Alors qu’ils venaient de s’installer, la conversation se poursuivit avec au moins autant de sérieux. Visiblement, son Maître ne lui avait pas communiqué le planning de ce soir : sauver la moitié de l’Enclave d’une explosion terrible, aborder la question de leur relation changeante, revoir foncièrement sa façon d’aborder la sexualité avec Seïid et à présent s’interroger profondément sur ce qu’elle attendait de l’avenir ? Tant de vastes sujets pour un esprit si las. Thann ne répondit pas tout de suite et lorsqu’après quelques lampées de soupe, elle pensa avoir un embryon de réponse à proposer lorsque soudain, une tête vint se présenter à hauteur du plateau de la table, celle d’un Aleena ostensiblement mécontent. « Alors, est-ce que ce sont des manières m’zelle Sîdh ! On débarque, on voit qu’le vieux Kkro est là et on ne vient pas le saluer ? Par contre, on prend sa bonne soupe pleine d’épices et on s’en fait exploser le bide comme une malpropre ? La Padawane ne put s’empêcher de rire et de manquer de s’étrangler, s’emparant en tout urgence d’une serviette pour récupérer ce qui était parvenu, dans l’incident, à surgir de sa bouche pour lui maculer le menton.

« Chef, tu sais bien que si je ne t’ai pas sauté dessus, c’est uniquement que je ne t’ai pas perçu. Elle lui tendit son poing serré il tapa de son petit poing serré ; une façon de se saluer plutôt à la mode en ce moment dans l’Enclave, tradition venue de Rainë, la ville voisine. – C’est vrai, c’est vrai, mais c’est toujours un plaisir de réussir à te faire baver pendant tes repas. Maître Karm, c’est toujours un plaisir de vous voir. Vous avez éduqué là une bien gentille petite. – Petite ? Vraiment ? releva la plus si petite Miraluka en feignant l’outrage, ce qui n’empêcha pas le cuisinier de poursuivre. – Vous serez ravis d’apprendre que les baies de Gugujorea que vous nous aviez ramener sont parvenus à germer à faire des petits, si vous trouvez que ma soupe a quelque chose de spécial ce soir, c’est qu’elle en accueille une bonne poignée depuis une semaine. Par contre, vos légumes et racines de Tropayé, là, fermenté depuis des mois, vous ne faites plus jamais ça, hein ? Vous avez failli tuer mes commis lorsqu’ils ont essayé de le cuisiner, j’en ai un qui a pratiquement tourné de l’œil.
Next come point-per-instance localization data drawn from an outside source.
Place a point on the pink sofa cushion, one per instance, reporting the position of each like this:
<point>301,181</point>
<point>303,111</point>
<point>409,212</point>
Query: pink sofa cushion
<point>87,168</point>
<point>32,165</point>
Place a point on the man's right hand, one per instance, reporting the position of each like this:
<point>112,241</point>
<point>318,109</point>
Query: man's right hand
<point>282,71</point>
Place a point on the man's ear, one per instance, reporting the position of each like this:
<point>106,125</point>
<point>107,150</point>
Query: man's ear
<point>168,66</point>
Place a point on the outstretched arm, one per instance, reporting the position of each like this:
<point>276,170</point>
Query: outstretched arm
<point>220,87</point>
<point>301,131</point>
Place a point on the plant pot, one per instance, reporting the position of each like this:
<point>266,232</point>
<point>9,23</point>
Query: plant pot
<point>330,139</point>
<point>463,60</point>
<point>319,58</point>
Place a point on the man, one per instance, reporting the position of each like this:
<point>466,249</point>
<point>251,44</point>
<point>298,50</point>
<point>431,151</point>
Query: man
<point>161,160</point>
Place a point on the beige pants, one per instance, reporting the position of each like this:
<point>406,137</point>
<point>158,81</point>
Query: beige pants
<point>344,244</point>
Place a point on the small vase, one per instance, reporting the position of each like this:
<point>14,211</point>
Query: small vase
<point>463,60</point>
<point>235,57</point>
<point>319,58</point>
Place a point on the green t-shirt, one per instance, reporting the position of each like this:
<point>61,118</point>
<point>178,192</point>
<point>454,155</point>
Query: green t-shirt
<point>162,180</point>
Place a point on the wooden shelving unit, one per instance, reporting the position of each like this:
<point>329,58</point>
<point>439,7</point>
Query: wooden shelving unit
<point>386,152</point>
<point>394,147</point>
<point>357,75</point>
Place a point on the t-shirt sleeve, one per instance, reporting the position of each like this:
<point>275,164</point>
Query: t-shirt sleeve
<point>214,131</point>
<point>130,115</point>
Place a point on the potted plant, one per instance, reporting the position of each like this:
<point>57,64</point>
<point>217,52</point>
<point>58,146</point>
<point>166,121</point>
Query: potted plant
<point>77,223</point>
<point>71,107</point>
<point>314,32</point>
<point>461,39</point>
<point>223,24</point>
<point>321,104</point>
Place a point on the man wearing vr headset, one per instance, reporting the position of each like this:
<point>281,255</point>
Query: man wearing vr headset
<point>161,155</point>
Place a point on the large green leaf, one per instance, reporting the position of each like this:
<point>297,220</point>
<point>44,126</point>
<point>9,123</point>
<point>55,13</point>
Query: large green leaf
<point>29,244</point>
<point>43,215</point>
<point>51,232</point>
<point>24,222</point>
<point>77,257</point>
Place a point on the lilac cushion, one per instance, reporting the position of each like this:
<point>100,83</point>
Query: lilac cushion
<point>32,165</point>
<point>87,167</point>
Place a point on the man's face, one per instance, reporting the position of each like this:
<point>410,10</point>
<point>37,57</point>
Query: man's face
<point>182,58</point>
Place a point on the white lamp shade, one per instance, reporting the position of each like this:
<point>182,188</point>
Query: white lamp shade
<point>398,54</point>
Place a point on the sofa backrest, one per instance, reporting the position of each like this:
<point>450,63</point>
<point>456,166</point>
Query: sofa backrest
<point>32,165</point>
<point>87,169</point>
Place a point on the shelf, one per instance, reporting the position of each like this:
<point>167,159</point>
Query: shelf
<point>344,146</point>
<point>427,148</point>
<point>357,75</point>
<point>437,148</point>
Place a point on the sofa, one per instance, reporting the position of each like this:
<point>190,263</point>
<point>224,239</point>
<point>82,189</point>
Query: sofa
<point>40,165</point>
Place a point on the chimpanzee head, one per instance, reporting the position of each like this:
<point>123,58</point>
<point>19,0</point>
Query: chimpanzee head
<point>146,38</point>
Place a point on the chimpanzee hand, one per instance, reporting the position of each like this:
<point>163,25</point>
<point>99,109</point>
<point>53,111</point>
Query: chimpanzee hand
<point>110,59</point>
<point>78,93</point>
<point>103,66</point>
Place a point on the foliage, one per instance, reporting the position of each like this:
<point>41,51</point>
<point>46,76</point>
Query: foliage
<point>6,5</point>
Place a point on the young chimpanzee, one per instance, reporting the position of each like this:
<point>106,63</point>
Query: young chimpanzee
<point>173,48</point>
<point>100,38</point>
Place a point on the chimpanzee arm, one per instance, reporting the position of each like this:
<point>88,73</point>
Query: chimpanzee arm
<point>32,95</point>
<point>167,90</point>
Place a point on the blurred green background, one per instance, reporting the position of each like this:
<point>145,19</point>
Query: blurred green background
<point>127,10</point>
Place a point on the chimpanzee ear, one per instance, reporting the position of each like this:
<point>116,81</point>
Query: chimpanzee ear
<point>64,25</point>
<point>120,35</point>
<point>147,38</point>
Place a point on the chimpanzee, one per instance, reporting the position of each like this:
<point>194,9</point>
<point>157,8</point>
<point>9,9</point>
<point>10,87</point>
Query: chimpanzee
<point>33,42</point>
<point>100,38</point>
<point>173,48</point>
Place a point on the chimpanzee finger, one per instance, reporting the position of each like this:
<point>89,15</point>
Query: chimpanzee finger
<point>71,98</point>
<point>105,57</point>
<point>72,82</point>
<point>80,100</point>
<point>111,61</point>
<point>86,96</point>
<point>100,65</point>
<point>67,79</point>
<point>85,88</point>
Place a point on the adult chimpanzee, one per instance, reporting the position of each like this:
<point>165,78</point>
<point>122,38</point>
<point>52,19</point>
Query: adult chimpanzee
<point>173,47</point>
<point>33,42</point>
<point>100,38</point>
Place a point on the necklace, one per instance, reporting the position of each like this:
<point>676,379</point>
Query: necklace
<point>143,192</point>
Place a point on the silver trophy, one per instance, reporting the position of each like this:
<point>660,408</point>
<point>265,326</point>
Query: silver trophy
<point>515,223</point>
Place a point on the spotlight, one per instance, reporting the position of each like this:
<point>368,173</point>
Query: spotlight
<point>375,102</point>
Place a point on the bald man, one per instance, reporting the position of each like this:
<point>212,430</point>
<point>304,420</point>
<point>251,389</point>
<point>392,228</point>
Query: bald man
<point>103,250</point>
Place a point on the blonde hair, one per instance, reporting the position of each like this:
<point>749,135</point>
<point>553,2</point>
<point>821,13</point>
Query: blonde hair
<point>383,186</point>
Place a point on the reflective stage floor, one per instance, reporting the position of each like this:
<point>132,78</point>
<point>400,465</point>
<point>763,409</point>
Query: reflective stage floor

Dit-il entre le sérieux et le rire. Sur ce, veuillez m’excuser mais j’ai des troupes d’affamés à contenter, ma tâche ne s’est qu’à peine simplifier depuis que m’zelle Sîdh a arrêté de bouloter le tiers de mes greniers. » L’incriminée rit de nouveau en regardant s’éloigner le sympathique cuisinier. Elle l’appréciait beaucoup, et c’était sa façon de lui dire que la sympathie était réciproque.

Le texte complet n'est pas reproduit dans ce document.